Al Washington

Miami Dolphins
- Title: Linebackers coach

Personal information
- Born: April 22, 1984 (age 42) Columbus, Ohio, U.S.
- Listed height: 6 ft 0 in (1.83 m)
- Listed weight: 284 lb (129 kg)

Career information
- Position: Defensive tackle
- High school: Bishop Watterson (Columbus, Ohio)
- College: Boston College (2002–2005)

Career history
- RPI (2007) Defensive line coach; NC State (2008) Graduate assistant; Slippery Rock (2009–2010) Defensive line coach; Elon (2011) Linebackers coach; Boston College (2012–2016); Assistant special teams coordinator & defensive line coach (2012); ; Running backs coach (2013–2015); ; Special teams coordinator & defensive line coach (2016); ; ; Cincinnati (2017) Defensive line coach; Michigan (2018) Linebackers coach; Ohio State (2019–2021) Linebackers coach; Notre Dame (2022–2025) Defensive line coach; Miami Dolphins (2026–present) Linebackers coach;

= Al Washington (coach) =

American football player and coach (born 1984)

Alvin Anthony Washington (born April 22, 1984) is an American football coach and former defensive tackle who is the linebackers coach for the Miami Dolphins of the National Football League (NFL).

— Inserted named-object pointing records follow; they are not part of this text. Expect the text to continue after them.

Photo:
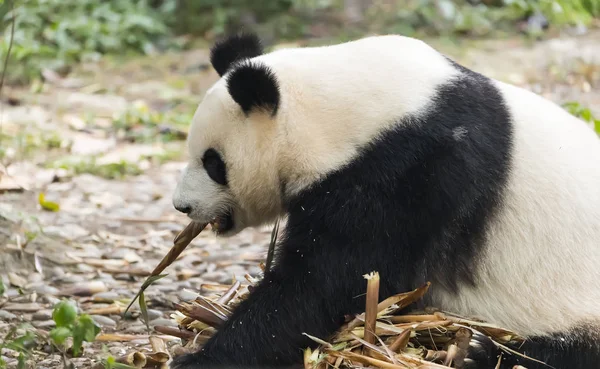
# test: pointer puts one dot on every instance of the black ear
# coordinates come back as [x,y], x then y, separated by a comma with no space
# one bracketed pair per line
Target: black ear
[254,86]
[233,49]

He played college football for the Boston College Eagles and previously coached for the Boston College Eagles, Cincinnati Bearcats, Michigan Wolverines, Ohio State Buckeyes, and Notre Dame Fighting Irish.

==Early career==
Washington attended Bishop Watterson High School in Columbus, Ohio. Washington was the 2001 co-Defensive Player of the Year in Division II and led the Eagles to the state championship game.

Washington was a three-year starter and four-year letterwinner as a defensive tackle for Boston College, from 2002 to 2005.

Pre-draft measurables
| Height | Weight | 40-yard dash | 20-yard shuttle | Three-cone drill | Vertical jump | Broad jump |
| 6 ft 0+1⁄2 in (1.84 m) | 284 lb (129 kg) | 5.24 s | 4.50 s | 7.62 s | 23.0 in (0.58 m) | 8 ft 5 in (2.57 m) |
All values from Pro Day

==Coaching career==
===Ohio State===
Washington was hired by Ohio State on January 7, 2019, to be the new linebackers coach.

===Notre Dame===
On January 16, 2022, he was hired by Notre Dame to be the new defensive line coach and defensive run game coordinator, replacing Mike Elston, who left for the defensive line job at Michigan.

===Miami Dolphins===
In 2026, Washington switched to linebackers coach, replacing Max Bullough. However, before the season's start, on February 13, 2026, he was hired away to the Miami Dolphins to serve as the team's linebackers coach under new head coach Jeff Hafley.

==Personal life==
Al Washington and his wife Melissa have one son named Michael and a daughter, Audrey.